So, what are we going to do?

Generally, UCIAD II is looking at two complementary aspects of the general idea of user-centric activity data (i.e., giving back to users the data about their own activity):

  1. What are the concrete scenarios in which users can benefit from having access to, understanding of and control over their own activity data?
  2. What are the changes in terms of organisations’ policies on data access, data protection, data licensing and privacy that are made necessary by such approaches.

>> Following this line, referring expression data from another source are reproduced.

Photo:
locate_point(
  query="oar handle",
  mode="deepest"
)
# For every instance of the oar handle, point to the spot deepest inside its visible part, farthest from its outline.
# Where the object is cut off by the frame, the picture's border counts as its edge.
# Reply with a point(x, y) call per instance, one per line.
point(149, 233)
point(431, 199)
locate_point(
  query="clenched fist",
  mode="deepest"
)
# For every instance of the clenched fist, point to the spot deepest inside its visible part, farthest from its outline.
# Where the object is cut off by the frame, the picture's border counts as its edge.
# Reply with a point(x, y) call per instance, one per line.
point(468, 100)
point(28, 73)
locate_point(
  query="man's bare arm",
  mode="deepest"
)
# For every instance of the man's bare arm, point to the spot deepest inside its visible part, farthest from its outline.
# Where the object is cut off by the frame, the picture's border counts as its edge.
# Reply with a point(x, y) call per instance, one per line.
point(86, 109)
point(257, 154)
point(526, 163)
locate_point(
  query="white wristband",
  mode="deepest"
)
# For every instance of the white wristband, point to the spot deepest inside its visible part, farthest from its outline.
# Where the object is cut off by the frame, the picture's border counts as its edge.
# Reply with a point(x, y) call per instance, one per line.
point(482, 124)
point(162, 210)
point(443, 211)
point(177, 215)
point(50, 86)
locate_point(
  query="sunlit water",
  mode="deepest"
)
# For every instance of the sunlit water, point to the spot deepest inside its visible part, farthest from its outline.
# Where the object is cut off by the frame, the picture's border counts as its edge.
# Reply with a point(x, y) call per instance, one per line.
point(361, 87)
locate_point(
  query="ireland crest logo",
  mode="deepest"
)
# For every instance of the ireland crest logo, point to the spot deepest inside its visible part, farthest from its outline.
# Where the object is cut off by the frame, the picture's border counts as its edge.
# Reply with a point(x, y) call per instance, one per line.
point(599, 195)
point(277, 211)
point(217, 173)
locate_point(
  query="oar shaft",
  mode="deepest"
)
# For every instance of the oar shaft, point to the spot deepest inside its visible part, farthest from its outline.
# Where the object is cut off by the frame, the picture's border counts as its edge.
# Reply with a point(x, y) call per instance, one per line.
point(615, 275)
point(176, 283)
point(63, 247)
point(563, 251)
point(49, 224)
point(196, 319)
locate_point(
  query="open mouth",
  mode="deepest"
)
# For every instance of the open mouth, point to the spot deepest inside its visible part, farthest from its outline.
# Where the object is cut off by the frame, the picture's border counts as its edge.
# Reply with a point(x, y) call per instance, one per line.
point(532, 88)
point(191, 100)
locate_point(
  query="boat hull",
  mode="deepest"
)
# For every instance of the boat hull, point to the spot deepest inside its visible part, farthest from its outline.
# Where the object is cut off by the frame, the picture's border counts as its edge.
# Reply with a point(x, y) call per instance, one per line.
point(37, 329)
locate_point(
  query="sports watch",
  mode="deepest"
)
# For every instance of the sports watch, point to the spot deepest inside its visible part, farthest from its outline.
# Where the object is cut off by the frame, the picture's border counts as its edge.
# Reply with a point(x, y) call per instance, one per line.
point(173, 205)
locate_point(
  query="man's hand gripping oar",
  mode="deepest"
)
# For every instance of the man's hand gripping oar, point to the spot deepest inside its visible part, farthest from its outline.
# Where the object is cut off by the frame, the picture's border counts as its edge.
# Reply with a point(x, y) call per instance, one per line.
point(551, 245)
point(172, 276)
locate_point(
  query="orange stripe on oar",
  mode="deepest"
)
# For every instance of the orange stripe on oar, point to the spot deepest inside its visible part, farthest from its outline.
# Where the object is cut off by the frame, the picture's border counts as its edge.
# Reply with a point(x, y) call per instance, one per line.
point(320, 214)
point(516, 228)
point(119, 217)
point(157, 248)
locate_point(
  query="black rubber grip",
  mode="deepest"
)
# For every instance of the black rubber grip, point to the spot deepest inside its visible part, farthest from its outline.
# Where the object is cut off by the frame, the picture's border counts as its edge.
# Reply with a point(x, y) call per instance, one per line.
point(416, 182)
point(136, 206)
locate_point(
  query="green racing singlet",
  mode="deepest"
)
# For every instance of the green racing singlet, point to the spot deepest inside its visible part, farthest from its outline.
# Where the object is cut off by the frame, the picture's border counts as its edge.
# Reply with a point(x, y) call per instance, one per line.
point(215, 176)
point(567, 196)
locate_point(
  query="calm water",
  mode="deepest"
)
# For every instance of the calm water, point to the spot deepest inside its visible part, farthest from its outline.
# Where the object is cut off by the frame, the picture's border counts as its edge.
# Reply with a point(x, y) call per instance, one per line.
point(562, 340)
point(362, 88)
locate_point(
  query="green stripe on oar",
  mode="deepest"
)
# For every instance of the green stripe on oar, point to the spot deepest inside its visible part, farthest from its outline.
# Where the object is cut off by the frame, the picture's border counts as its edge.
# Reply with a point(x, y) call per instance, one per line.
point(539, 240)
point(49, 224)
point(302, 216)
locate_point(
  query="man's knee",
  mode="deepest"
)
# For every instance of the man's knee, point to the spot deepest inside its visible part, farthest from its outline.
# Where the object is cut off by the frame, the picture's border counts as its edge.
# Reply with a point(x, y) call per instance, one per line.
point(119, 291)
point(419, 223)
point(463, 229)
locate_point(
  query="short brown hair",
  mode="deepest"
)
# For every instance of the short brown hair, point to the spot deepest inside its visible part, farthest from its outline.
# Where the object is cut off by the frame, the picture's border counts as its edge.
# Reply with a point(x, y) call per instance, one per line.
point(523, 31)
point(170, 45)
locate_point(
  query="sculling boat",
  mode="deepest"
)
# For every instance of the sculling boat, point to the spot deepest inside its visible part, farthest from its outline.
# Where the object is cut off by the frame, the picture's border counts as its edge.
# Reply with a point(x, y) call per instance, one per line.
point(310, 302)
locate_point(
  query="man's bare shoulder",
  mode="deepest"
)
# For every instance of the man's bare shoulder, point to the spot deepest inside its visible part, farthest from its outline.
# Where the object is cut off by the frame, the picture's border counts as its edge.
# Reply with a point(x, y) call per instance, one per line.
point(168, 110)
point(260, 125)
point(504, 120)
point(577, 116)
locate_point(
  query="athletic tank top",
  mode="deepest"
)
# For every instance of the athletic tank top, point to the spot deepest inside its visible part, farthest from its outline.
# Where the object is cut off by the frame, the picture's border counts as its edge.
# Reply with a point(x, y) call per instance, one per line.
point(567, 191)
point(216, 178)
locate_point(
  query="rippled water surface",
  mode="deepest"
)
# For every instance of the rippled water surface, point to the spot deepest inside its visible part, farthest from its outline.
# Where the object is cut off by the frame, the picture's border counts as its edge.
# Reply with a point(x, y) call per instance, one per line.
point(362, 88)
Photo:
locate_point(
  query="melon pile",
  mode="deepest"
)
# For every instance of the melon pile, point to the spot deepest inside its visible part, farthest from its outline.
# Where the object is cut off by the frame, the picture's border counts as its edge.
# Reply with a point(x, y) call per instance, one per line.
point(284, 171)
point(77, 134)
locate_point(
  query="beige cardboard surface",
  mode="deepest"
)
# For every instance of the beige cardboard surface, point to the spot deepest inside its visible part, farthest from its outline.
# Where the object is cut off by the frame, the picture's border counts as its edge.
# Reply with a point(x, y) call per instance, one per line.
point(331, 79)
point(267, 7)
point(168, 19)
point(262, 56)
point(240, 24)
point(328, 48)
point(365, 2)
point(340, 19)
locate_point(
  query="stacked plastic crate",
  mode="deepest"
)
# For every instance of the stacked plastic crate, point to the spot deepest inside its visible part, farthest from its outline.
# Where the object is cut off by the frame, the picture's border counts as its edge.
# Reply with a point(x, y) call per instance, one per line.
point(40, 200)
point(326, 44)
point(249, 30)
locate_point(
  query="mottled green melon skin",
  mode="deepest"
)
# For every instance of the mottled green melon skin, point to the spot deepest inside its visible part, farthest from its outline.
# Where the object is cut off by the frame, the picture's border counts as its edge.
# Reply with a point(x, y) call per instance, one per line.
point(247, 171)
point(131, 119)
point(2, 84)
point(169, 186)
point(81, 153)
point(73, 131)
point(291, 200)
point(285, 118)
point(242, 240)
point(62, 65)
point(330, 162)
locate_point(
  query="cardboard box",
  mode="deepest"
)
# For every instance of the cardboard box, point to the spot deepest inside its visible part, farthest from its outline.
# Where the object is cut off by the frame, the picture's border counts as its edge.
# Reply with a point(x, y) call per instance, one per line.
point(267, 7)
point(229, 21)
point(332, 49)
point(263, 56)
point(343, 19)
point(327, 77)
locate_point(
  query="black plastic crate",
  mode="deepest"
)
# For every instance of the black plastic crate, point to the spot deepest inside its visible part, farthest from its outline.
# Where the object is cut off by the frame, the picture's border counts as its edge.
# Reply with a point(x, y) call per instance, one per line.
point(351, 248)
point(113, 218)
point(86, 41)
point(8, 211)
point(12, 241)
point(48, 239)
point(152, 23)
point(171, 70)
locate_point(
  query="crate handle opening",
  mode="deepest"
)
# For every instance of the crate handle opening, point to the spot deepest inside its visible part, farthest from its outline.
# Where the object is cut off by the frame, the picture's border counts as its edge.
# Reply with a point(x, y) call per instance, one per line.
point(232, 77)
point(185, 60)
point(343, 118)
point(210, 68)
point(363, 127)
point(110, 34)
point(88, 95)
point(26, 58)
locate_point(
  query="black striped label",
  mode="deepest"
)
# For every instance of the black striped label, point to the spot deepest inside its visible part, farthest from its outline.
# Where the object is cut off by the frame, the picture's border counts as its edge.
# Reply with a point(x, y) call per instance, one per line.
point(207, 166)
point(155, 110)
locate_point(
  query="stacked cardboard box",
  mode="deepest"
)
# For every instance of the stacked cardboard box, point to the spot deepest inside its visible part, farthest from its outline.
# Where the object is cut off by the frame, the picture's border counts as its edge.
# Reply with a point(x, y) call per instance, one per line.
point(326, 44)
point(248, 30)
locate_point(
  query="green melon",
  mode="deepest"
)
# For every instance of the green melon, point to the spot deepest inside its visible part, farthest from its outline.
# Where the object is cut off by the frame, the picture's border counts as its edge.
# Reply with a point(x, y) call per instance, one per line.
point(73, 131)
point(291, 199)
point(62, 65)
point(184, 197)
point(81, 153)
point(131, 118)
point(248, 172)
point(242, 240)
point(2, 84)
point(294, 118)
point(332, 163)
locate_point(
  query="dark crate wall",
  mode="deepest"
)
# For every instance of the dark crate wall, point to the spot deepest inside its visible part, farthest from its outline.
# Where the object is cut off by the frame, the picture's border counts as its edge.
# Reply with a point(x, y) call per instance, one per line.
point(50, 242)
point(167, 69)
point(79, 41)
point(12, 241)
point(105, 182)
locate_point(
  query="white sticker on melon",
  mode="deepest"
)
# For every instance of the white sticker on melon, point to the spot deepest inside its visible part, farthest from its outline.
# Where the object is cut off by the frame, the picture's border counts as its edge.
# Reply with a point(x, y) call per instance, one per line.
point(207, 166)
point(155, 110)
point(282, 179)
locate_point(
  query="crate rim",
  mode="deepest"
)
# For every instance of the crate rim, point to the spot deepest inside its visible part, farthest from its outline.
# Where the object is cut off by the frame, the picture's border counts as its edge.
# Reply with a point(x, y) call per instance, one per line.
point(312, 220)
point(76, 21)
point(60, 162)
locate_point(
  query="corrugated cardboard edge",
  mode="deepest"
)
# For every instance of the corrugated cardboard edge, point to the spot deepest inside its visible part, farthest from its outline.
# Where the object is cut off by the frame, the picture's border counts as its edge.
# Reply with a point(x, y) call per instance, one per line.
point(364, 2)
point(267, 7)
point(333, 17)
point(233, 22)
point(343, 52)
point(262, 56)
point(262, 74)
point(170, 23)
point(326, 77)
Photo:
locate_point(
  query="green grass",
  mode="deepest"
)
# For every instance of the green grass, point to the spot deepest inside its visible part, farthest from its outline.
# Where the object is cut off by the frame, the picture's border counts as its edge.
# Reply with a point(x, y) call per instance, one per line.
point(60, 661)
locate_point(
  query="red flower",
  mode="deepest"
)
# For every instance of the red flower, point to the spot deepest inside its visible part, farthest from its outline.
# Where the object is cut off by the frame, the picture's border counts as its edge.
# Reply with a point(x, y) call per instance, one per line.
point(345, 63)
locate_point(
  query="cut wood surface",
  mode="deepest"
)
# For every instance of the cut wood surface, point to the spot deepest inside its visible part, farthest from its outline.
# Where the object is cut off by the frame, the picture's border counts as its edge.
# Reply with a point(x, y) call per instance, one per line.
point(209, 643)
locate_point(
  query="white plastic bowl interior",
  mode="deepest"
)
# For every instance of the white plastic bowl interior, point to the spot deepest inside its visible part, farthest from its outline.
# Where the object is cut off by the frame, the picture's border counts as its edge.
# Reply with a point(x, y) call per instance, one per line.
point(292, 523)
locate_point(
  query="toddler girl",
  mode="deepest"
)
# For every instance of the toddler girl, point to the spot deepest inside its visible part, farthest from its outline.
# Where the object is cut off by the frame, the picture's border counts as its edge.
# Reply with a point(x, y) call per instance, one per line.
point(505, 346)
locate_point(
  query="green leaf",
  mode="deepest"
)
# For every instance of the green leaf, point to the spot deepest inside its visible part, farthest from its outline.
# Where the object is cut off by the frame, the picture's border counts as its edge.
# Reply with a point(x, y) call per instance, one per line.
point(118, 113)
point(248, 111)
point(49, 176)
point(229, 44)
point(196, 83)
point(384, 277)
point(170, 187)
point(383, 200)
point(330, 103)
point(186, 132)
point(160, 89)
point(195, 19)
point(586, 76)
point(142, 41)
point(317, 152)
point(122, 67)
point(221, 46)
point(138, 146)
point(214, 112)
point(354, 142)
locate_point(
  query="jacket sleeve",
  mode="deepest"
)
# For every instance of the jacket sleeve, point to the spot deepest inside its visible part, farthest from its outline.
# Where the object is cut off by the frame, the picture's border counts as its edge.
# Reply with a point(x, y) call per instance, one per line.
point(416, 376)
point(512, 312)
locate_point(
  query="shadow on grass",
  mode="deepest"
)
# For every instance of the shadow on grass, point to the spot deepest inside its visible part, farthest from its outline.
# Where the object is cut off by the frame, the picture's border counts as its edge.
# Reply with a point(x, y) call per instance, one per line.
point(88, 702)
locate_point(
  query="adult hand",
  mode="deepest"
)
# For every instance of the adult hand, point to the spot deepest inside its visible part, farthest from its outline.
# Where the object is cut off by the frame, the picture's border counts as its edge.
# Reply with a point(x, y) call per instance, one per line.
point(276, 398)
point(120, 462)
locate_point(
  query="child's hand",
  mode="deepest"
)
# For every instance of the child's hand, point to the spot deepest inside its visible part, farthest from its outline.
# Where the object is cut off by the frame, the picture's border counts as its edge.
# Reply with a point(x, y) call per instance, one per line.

The goal of UCIAD 2 is therefore to provide early-stage answers to these questions through a study, realised with a group of users (students and staff) of the Open University websites. In a nutshell, we will give these users early dedicated access to the evolving set of tools prototyped in UCIAD, populated with their activity data on the Open Universities websites. We will record and reflect with them on their usage of these tools and their reactions to them, in order for them to act as a ‘focus group’ to establish what the access to their own activity data could enable, and what can be judged acceptable in terms of the organisation’s policies on managing these data.

What’s next?

As with UCIAD, we will use this blog to report and discuss on the progress in the project. We have a lot on our plate already, starting for enrolling participants and organising the first interview campaigns. More on that will to appear soon!

Final post – Putting things together (with a demo)

August 5th, 2011

Over the last 6 months we have been working on building the UCIAD platform, experimenting with large-scale activity data, reflecting on user-centric data and blogging our thoughts. While, as can be seen from the last few posts on this blog, there is quite some work we think should follow from this, it is nice to see things finally coming together, and to be able to show a bit of the UCIAD platform with have been talking about for some times. What better way to do this than with a video of the running platform, showing the different components in action. (Note: it is better to watch it in 720p – HD).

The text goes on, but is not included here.